Wednesday, November 25, 2015

Alexander Graham Bell

Posted by Unknown On 11:20 PM
Alexander Graham Bell 
      (1847-1922)

         Many other people before Bell had unsuccessfully tried to transmit the human voice across a distance. He was the first person to Achebe success in transmitting voice and speech from one place to another by electrical means. Others since then have helped in the improvement of the invention called "Telephone", but undoubtedly he is well known as the father of the electric telephone.

         Alexander Graham Bell was born in Edinburgh, Scotland, on March 3, 1847. His family was very much interested in the study of sound. He had his education at Edinburgh University and later at University College, London. Soon his family he moved to Brantford, America. His grandfather was a speech tutor and so was his father. They both had devoted themselves to the study of human speech and to teaching the deaf to speak. It inspired and encouraged him to follow their profession. He became deeply interested in helping the deaf to speak.

           Bell opened a school in Boston, U.S. for the teachers of the deaf where he had moved in 1870. In 1873 he became professor of vocal psychology at Boston University. There he met a rich American lawyer whose daughter had become deaf in her early childhood. He taught the girl how to speak. He began to love her so much that he married her (Mabel Hubbard) in july 1877.

            It was during this period when he began teaching the deaf that he experimented successfully in long distance voice and speech communication in 1876. One day, he was working with his assistant Thomas Watson in another room on another floor to send more than one telegraph signal on the same line at the same time. Bell was busy to hearing something on his receiver when suddenly vibrations in the wire stopped and as Watson in the other tapped his fingers, this sound was heard by bell. This was followed by many more such experiments until the telephone was invented on march 10, 1876.

          Bell's first speech on telephone was, "Mr.Watson, come here: i want you. "bell had accidentally spilled battery acid on his clothes and so automatically had called out his assistant. Watson was at the other end of the telephone circuit in the same building and he heard the call, the first message transmitted by telephone. Bell applied for a patent on february 14, 1876 and it was granted. the invention revolutionized the idea of communication forever. its demonstration at the centennial exposition of 1876 in philadelphia provided a great sensation and success. By the end of the year, conversation between new york and Boston on telephone had become a reality.

        In 1880 Bell was awarded the french government's Volta prize of 50'000 francs for his invention. With this prize money Bell established the Volta Laboratory and the American association to promote teaching of speech to the deaf in Washington D.C. It is here that Bell produced the gramophone by improving upon edison's phonograph. With the money earned from these inventions, Bell started the Volta Bureau for Research in Deafness. The name of the Volta Laboratory and the American association was changed to the Alexander Graham Bell association for the deaf in 1956. It is an international information center for the oral education of the deaf.

                 The story of invention of telephone is also dramatic as that of his invertor.
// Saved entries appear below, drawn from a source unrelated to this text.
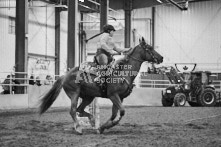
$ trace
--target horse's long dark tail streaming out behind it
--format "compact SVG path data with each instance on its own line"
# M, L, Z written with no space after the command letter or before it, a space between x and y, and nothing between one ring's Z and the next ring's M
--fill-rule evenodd
M39 107L39 114L43 114L48 108L53 104L53 102L58 97L63 84L64 76L59 77L59 79L54 83L53 87L46 93L46 95L41 99L41 105Z

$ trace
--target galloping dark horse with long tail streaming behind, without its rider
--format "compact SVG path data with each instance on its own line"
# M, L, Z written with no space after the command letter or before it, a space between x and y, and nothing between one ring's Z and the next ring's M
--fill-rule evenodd
M52 88L43 96L39 106L40 115L53 104L63 88L71 100L70 115L74 122L74 130L77 134L82 134L82 126L80 126L76 115L88 117L91 124L94 125L93 115L85 112L84 109L95 97L107 98L113 103L112 115L98 128L98 133L102 134L105 129L117 125L125 115L123 100L131 93L133 81L140 70L141 64L145 61L160 64L163 62L163 57L142 38L139 45L131 48L123 59L117 60L115 68L110 72L111 74L106 76L105 93L93 81L96 76L87 74L88 77L85 78L85 73L80 71L79 67L72 68L64 76L59 77ZM78 106L79 97L82 98L82 102ZM120 116L115 120L118 111Z

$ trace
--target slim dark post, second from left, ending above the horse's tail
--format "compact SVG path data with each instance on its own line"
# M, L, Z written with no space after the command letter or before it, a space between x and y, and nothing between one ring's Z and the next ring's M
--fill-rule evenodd
M60 12L60 8L55 8L55 75L60 75Z

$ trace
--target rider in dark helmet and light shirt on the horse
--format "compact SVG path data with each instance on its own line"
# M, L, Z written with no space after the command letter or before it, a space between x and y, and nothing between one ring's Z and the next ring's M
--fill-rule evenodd
M118 47L114 40L113 35L115 32L115 28L112 25L104 25L103 27L103 34L101 35L99 42L98 42L98 49L95 56L95 59L99 65L108 65L113 61L114 51L118 53L122 53L128 51L129 48L120 48ZM102 68L105 66L102 66ZM101 71L106 71L106 68L100 69ZM101 76L95 78L97 81Z

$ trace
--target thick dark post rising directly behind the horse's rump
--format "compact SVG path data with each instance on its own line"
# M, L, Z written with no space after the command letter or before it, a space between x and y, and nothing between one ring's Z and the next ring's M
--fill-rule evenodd
M78 50L78 1L68 0L68 51L67 51L67 69L77 65Z

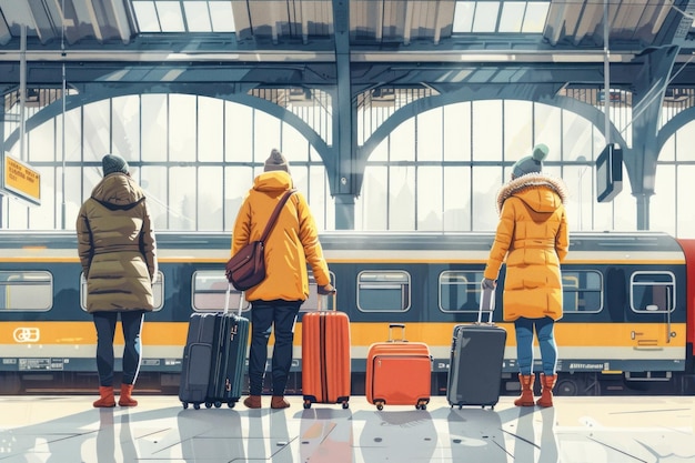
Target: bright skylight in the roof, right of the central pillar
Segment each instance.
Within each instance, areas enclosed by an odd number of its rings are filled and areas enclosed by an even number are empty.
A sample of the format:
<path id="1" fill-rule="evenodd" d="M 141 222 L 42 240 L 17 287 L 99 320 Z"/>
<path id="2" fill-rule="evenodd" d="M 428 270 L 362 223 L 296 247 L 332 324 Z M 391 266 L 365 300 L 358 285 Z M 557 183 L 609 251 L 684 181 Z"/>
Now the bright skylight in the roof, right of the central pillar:
<path id="1" fill-rule="evenodd" d="M 454 33 L 543 33 L 550 1 L 456 1 Z"/>

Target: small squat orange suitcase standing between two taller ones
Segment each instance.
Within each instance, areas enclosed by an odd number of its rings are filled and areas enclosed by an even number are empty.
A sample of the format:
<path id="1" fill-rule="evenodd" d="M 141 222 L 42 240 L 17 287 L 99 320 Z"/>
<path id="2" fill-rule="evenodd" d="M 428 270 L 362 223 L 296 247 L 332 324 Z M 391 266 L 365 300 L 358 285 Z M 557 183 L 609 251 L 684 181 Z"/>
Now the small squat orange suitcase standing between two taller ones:
<path id="1" fill-rule="evenodd" d="M 394 340 L 392 330 L 402 329 Z M 389 405 L 415 405 L 425 410 L 432 391 L 432 356 L 423 342 L 405 341 L 405 325 L 389 325 L 389 341 L 370 345 L 366 355 L 366 400 L 383 410 Z"/>

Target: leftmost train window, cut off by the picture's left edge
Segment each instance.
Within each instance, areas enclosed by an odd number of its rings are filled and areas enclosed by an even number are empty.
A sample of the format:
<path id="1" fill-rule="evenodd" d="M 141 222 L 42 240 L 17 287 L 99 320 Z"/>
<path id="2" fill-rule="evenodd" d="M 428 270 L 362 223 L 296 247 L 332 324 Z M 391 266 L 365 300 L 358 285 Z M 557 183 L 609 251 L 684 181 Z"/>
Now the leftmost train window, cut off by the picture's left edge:
<path id="1" fill-rule="evenodd" d="M 0 311 L 48 311 L 53 276 L 44 271 L 0 271 Z"/>

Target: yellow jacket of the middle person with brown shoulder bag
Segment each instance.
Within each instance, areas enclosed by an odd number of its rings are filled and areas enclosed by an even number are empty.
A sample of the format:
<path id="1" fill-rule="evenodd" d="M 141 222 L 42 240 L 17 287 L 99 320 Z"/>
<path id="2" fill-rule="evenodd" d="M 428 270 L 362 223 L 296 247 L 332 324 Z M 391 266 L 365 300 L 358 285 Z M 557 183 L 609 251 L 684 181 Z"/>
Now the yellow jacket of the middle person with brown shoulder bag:
<path id="1" fill-rule="evenodd" d="M 292 178 L 284 171 L 258 175 L 239 209 L 232 235 L 232 255 L 259 240 L 268 220 Z M 246 291 L 248 301 L 305 301 L 309 298 L 309 264 L 316 283 L 331 282 L 319 232 L 306 199 L 299 191 L 290 197 L 265 241 L 265 280 Z"/>

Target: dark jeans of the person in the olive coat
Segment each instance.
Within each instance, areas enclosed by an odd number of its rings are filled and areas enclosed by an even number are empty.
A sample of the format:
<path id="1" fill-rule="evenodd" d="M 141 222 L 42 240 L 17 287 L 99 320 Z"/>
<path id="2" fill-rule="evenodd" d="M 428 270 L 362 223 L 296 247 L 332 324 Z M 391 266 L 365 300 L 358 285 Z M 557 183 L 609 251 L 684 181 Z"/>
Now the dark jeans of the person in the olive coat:
<path id="1" fill-rule="evenodd" d="M 123 384 L 134 384 L 140 371 L 140 331 L 144 320 L 143 310 L 125 312 L 93 312 L 94 326 L 97 326 L 97 371 L 99 384 L 102 386 L 113 385 L 113 335 L 119 313 L 123 328 Z"/>

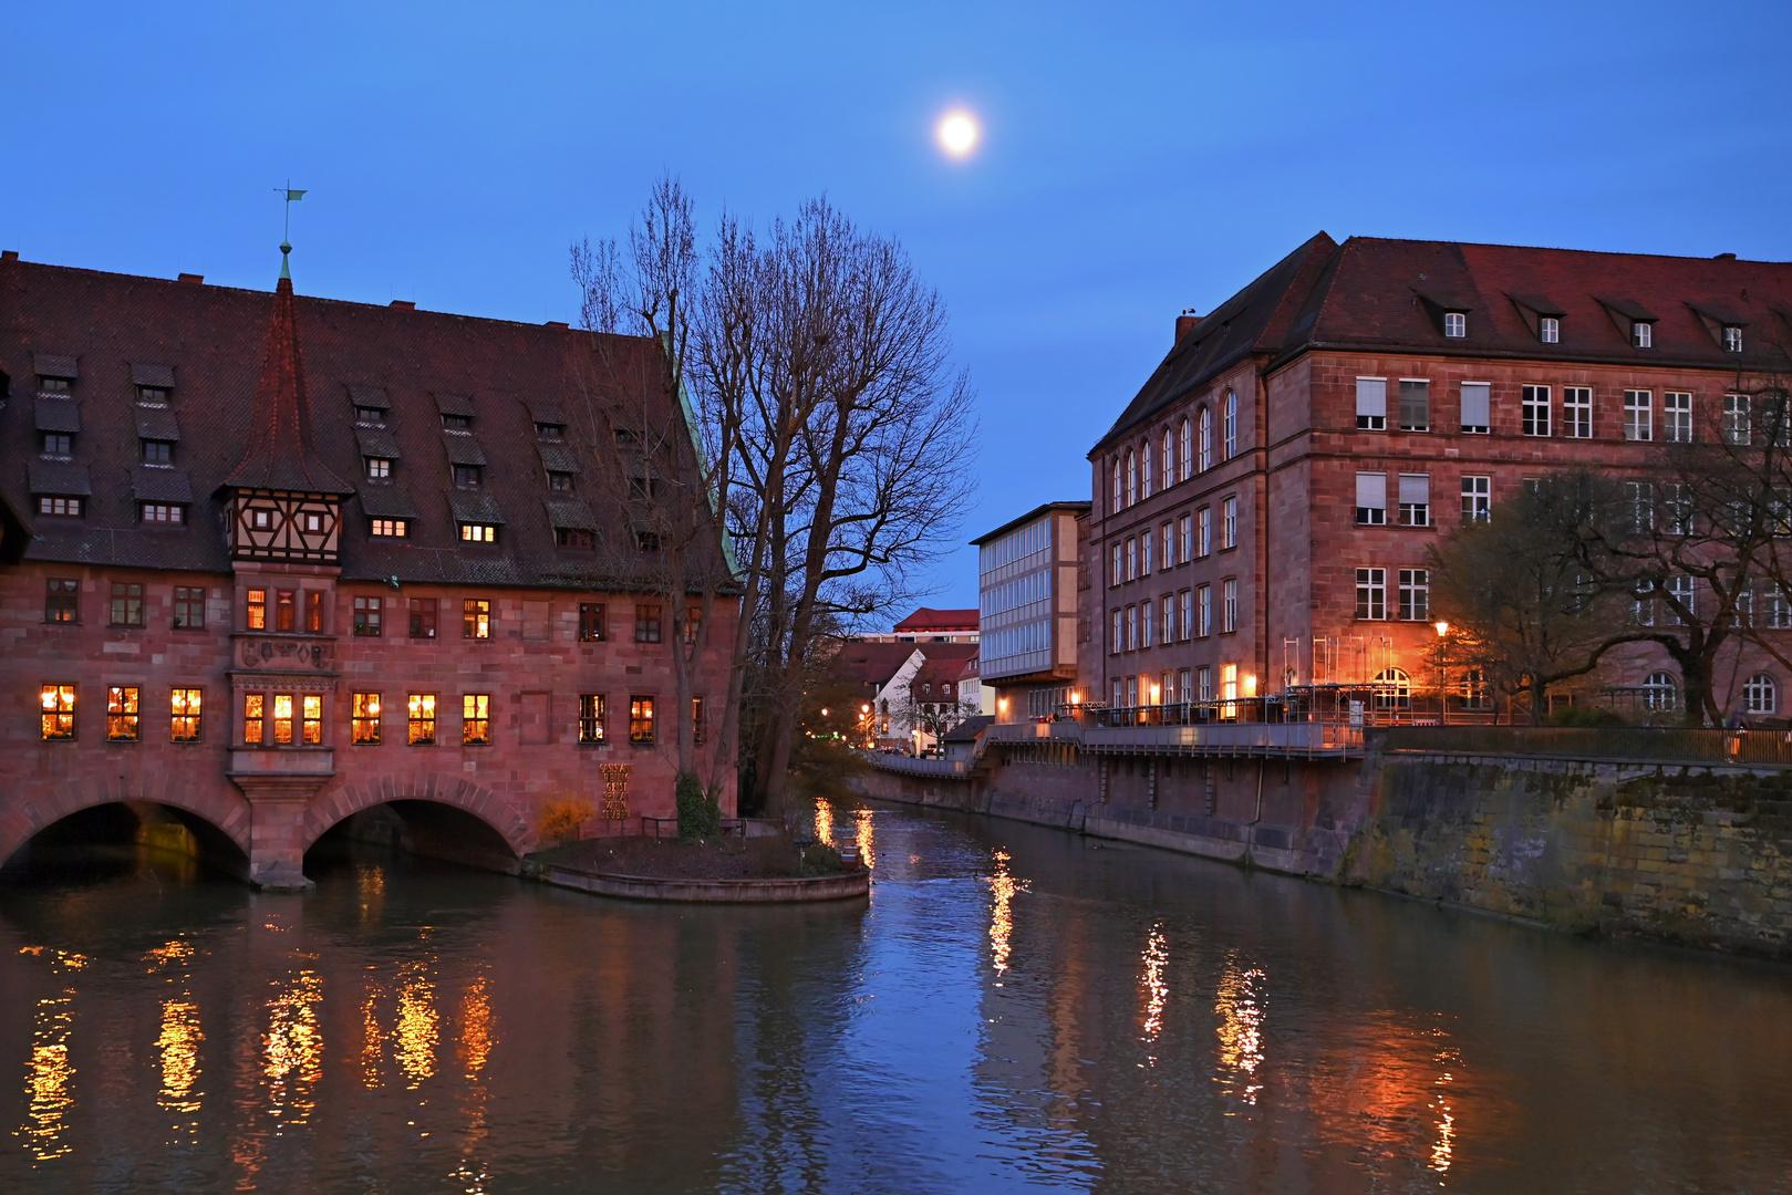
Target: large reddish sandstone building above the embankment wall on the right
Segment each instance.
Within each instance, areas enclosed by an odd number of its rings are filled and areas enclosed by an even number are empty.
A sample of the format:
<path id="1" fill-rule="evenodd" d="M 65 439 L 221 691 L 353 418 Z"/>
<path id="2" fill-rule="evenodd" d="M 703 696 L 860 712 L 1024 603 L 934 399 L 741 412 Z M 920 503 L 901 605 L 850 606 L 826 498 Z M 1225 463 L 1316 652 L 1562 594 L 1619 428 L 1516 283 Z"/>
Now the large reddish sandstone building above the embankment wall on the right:
<path id="1" fill-rule="evenodd" d="M 1324 233 L 1204 317 L 1090 451 L 1091 697 L 1147 706 L 1290 684 L 1430 683 L 1425 550 L 1564 466 L 1747 419 L 1783 358 L 1792 265 Z M 1783 604 L 1758 611 L 1792 627 Z M 1656 647 L 1609 658 L 1672 684 Z M 1719 701 L 1783 715 L 1738 647 Z M 1459 704 L 1477 704 L 1469 690 Z"/>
Now telephone is very popular and convenient tool for communication. When you speak, your sound waves strike a diaphragm in the transmitter of the telephone. The diaphragm vibrates back and forth in just the same manner the molecules of air are vibrating. These vibrations cause a disk in the receiver at the other end to vibrate exactly as the diaphragm in the transmitter is vibrating. And these sound waves reaching the ear of the person at the other end have the same effect as they would have if they were heard directly from the mouth of the speaker.

    Bell became the president of the National Geographic Society in 1898. He actually succeeded his father-in-law. Trough this magazine he promoted a better understanding of life in distant place through pictures. In this noble task he was helped greatly by his would be son-in-low, Gilibert Grosvenos. Bell also invented an audimeter which is used in measuring the intensity of sound. He was also well-known for experiments in aviation.His fascination with fight made him build man- carrying kites and vertical  take off propeller which was later developed into the rotor of the helicopter. He also produced the faster boat of his time. He was present at the seance when the first Trans-continental telephone line was opened in 1915. From the coast, Bell again spoke the same words to his old assistant on the West coast. "Mr. Watson come here: i want you." His wife founded the Aerial experiment association. It was the first research organization founded by a woman. Bell breathed his last on August 2, 1922 at his estate on cape Breton Island in Nova Scotia. During Bell's funeral service all the telephone of the Bell system were kept silent. He was elected to the Hall of Fame at New York University in 1950.